In a business where scale brings in greater profits, a few multiplexes are faring well despite a sluggish economy.

PVR, one of the largest multiplex operators in the country, has managed to have audiences thronging its halls and has also been able to raise its ticket prices.

Since the ‘buy’ recommendation last August, the stock has run up 45 per cent.

While the company’s business prospects remain quite robust, the stock’s valuation now seems a tad expensive. At ₹514, the PVR stock trades at 20 times its likely per share earnings for 2014-15. Given the good business prospects but high valuation multiple at which the stock trades, investors can retain their holdings.

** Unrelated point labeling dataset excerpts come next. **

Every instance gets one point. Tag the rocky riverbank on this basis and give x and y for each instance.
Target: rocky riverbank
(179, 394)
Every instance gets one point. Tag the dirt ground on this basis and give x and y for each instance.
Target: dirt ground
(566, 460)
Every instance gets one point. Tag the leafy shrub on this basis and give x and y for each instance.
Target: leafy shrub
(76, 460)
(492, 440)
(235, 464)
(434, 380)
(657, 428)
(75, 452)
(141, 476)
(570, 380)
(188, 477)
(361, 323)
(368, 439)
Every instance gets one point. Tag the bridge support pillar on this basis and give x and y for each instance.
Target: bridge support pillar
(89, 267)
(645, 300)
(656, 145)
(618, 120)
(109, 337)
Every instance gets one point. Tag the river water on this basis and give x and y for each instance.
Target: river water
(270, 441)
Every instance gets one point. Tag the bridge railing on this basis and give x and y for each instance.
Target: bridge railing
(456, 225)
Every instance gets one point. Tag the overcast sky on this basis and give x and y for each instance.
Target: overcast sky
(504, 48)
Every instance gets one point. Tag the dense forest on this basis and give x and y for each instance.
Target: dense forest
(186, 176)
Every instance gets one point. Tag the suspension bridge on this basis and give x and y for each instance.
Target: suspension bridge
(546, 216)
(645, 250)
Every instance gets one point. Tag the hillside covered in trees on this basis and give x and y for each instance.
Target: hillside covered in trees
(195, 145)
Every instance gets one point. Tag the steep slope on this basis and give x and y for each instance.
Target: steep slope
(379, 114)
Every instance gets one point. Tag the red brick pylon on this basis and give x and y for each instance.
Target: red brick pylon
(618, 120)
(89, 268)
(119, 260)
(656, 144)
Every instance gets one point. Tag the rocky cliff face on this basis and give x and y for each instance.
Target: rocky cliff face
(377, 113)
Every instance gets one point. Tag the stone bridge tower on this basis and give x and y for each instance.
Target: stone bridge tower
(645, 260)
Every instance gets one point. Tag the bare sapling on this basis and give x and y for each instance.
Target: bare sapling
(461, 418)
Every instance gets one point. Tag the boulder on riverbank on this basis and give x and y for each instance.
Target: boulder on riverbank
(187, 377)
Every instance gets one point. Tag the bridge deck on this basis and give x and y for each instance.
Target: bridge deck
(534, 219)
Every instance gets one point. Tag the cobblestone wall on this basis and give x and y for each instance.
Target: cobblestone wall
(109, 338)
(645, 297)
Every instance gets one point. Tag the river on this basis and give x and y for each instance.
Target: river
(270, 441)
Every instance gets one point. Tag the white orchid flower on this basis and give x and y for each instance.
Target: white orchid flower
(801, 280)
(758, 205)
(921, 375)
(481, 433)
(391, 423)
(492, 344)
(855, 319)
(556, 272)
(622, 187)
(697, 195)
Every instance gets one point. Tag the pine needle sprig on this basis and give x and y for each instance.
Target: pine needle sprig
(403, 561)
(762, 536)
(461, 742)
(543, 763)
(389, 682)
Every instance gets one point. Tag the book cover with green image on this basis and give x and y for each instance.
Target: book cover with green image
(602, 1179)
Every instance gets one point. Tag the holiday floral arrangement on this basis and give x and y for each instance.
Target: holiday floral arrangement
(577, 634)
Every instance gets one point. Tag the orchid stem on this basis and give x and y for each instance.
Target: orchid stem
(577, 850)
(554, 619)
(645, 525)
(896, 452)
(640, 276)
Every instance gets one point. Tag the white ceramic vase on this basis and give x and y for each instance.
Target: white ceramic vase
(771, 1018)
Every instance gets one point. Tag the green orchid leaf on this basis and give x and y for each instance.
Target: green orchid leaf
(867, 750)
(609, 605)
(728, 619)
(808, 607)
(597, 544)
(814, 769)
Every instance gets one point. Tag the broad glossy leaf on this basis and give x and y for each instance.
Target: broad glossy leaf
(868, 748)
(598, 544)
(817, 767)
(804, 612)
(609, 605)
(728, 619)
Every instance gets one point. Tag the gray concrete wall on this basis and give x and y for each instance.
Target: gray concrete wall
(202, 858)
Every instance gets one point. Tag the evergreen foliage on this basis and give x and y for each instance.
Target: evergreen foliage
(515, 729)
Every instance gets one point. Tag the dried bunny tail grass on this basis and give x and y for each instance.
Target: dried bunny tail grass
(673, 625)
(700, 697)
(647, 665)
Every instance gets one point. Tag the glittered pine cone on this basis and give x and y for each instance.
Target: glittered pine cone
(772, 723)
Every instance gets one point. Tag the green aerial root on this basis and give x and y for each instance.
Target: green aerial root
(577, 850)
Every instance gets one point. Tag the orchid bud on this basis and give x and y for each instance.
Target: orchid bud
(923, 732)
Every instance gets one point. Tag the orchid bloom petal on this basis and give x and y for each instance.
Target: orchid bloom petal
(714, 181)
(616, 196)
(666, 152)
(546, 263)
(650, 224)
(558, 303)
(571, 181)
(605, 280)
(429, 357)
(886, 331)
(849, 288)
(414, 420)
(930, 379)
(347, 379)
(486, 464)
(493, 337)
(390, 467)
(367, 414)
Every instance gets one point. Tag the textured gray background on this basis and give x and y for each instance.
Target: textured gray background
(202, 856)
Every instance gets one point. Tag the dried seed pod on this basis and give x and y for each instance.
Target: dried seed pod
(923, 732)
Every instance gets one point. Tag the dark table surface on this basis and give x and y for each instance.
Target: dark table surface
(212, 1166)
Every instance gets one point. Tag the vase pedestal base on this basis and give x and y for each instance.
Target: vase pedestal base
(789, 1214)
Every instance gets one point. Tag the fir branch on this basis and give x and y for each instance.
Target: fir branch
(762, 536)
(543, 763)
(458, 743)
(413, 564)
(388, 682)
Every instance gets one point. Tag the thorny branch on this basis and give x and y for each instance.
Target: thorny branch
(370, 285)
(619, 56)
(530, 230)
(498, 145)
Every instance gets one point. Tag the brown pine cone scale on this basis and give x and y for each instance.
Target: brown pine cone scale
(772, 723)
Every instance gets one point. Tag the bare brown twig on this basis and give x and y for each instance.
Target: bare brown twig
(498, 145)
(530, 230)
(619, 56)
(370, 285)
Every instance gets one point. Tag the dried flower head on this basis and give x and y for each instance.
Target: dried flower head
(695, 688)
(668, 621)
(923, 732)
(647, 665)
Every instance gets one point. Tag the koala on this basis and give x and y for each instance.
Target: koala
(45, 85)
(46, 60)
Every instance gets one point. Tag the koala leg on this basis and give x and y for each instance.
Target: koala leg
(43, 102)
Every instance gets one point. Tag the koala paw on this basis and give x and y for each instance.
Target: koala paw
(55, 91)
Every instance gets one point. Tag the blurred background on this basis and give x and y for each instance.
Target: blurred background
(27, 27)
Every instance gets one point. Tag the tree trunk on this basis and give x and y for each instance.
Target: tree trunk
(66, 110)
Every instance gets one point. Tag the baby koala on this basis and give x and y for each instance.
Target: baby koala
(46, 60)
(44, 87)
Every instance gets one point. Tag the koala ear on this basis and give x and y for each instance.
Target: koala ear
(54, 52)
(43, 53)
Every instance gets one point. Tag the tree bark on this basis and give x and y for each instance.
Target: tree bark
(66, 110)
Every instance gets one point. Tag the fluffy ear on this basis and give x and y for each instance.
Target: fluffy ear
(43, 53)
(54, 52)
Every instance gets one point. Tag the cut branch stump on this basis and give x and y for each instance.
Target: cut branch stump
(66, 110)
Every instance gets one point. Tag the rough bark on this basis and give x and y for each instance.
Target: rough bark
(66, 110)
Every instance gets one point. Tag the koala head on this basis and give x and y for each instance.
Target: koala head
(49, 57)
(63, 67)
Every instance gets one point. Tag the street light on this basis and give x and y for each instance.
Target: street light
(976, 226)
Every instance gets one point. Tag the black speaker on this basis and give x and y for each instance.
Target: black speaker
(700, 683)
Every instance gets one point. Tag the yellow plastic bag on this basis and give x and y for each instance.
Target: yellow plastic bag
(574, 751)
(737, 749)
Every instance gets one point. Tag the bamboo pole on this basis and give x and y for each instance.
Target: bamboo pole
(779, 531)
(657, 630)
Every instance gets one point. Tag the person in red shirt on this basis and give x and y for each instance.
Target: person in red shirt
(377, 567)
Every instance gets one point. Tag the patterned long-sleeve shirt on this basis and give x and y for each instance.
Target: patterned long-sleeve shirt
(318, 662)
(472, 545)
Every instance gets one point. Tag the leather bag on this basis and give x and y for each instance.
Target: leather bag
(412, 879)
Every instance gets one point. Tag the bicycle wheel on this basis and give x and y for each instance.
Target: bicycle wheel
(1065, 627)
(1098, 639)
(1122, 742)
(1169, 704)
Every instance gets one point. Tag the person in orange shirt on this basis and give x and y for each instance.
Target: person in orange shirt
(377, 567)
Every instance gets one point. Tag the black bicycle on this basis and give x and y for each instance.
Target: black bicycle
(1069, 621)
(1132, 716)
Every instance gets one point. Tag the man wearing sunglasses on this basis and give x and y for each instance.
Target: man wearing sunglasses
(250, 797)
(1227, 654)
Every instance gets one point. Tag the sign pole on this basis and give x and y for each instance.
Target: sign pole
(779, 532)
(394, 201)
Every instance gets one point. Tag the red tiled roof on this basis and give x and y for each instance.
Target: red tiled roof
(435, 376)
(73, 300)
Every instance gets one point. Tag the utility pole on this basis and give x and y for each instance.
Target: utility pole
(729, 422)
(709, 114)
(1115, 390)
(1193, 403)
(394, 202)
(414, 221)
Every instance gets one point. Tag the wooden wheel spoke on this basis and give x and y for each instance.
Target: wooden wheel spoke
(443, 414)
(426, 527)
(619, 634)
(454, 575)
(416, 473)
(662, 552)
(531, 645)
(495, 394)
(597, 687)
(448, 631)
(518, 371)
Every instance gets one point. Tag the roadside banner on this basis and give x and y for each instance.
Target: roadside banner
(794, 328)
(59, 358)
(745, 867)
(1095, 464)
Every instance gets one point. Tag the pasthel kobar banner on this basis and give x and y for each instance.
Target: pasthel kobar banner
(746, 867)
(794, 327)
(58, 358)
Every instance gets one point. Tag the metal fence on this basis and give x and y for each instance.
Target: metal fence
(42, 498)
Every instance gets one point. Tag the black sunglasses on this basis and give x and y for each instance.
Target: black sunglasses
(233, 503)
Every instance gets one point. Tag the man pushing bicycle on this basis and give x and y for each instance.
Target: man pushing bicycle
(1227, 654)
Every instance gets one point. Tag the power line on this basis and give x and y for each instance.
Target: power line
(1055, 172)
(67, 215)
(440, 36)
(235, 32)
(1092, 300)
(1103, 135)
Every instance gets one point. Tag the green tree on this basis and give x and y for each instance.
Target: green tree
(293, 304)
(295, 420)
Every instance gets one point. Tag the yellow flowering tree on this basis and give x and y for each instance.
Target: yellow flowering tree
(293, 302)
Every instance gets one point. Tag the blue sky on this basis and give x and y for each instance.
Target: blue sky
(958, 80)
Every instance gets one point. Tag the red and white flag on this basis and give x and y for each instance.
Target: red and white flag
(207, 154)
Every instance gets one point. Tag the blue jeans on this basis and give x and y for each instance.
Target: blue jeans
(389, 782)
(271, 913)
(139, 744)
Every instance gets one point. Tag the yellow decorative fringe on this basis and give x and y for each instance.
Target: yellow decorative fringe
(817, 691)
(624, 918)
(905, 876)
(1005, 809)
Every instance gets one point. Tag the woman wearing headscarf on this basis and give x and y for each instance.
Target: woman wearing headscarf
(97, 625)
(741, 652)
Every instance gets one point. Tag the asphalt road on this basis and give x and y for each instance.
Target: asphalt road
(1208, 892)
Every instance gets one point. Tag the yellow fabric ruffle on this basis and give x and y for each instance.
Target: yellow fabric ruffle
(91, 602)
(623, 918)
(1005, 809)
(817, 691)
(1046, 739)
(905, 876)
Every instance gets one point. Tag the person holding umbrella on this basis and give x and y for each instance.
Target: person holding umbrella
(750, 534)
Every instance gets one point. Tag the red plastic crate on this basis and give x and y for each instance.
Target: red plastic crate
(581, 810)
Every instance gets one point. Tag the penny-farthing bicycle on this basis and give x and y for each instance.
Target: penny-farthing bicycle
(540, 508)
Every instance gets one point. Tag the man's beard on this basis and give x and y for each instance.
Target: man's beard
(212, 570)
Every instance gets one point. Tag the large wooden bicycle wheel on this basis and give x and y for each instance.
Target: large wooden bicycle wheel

Further exposure can be considered on declines linked to the broader market.

Increase in footfalls, ticket prices and enhanced spend on food and beverages by customers have helped PVR deliver healthy numbers in the past two years.

PVR’s buyout of Cinemax has added to its screen count in lucrative cities such as Mumbai. Cost rationalisation has also helped the company increase profits.

Occupancies in its theatres are steady, and with a slew of mega releases featuring top movie stars set to hit the screen over the next few months, the trend may continue in the next fiscal as well. Advertising revenues too have improved.

In the first nine months of 2013-14, PVR’s revenues grew 82 per cent over the previous fiscal to ₹1,044 crore, while net profit rose 69 per cent to ₹55 crore.

Dual strength

PVR and Cinemax together have presence in 39 cities with a total screen count of 408.

While PVR is strong in the northern parts of the country, especially in the lucrative Delhi-NCR region, Cinemax is a key player in the western states, including the large market of Mumbai. The synergies thus are significant. After its acquisition of Cinemax, PVR, by capitalising on its superior brand image, has been able to drive up the former’s ticket prices steadily.

Besides, the company has been able to increase pricing of its tickets substantially over the past one year. The average ticket price (ATP) for the consolidated entity has risen over 4 per cent in the past one year to ₹175. Spends on food and beverages per head have increased more than 15 per cent to about ₹54 currently.

By sourcing goods as a combined entity, the company has also been able to derive cost benefits, thanks to increased scale. Advertising, which accounts for a tenth of the total revenues, has grown at a healthy 38 per cent in the nine months of this fiscal compared to the same period last year.

Occupancies steady

The occupancies, though reasonably good, were not top notch as there were not many mega releases during much of 2013. Also, many films failed at the box office. While Chennai Express, Ram Leela, Krrish 3 and Dhoom 3 clicked, R…Rajkumar , Boss and Bullet Raja failed to set the box office counters ringing.

Over the next one year, many Hindi as well as regional language movies featuring top stars such as Rajnikanth ( Kochadaiyaan ) are expected to release. This should help occupancies. Recent hits such as Queen and Shaadi Ke Side Effects too may work in bringing in the audience and revenues.

Risks

Content risk is a big challenge that multiplexes such as PVR face, as their fortunes tend to gyrate with the success or failure of films that are screened. This is especially so with films that the company co-produces.

To hedge against content risk, producers are increasingly pre-selling satellite rights to direct-to-home providers, thanks to this medium’s rapidly increasing penetration. This could turn away potential audiences from cinema screens.